Adaptive Event-Triggered Policy Gradient for Multi-Agent Reinforcement Learning
This addresses efficiency issues for multi-agent systems, though it is incremental as it builds on existing policy gradient methods.
The paper tackled the problem of computational and communication inefficiency in multi-agent reinforcement learning by proposing event-triggered frameworks (ET-MAPG and AET-MAPG) that learn when to act and communicate, achieving performance comparable to state-of-the-art baselines while significantly reducing computational load and communication overhead.

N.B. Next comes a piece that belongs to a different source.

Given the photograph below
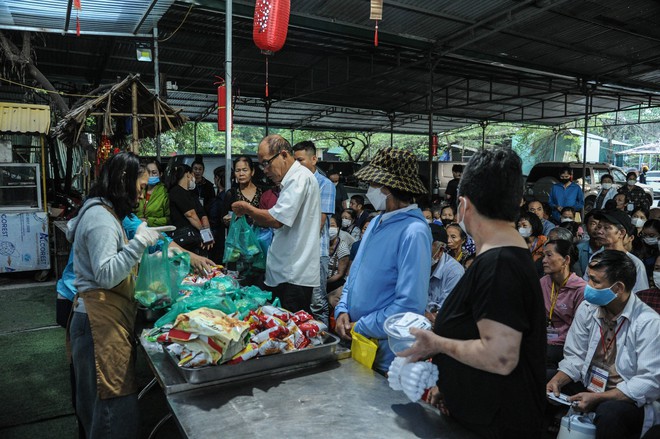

Conventional multi-agent reinforcement learning (MARL) methods rely on time-triggered execution, where agents sample and communicate actions at fixed intervals. This approach is often computationally expensive and communication-intensive. To address this limitation, we propose ET-MAPG (Event-Triggered Multi-Agent Policy Gradient reinforcement learning), a framework that jointly learns an agent's control policy and its event-triggering policy. Unlike prior work that decouples these mechanisms, ET-MAPG integrates them into a unified learning process, enabling agents to learn not only what action to take but also when to execute it. For scenarios with inter-agent communication, we introduce AET-MAPG, an attention-based variant that leverages a self-attention mechanism to learn selective communication patterns. AET-MAPG empowers agents to determine not only when to trigger an action but also with whom to communicate and what information to exchange, thereby optimizing coordination. Both methods can be integrated with any policy gradient MARL algorithm. Extensive experiments across diverse MARL benchmarks demonstrate that our approaches achieve performance comparable to state-of-the-art, time-triggered baselines while significantly reducing both computational load and communication overhead.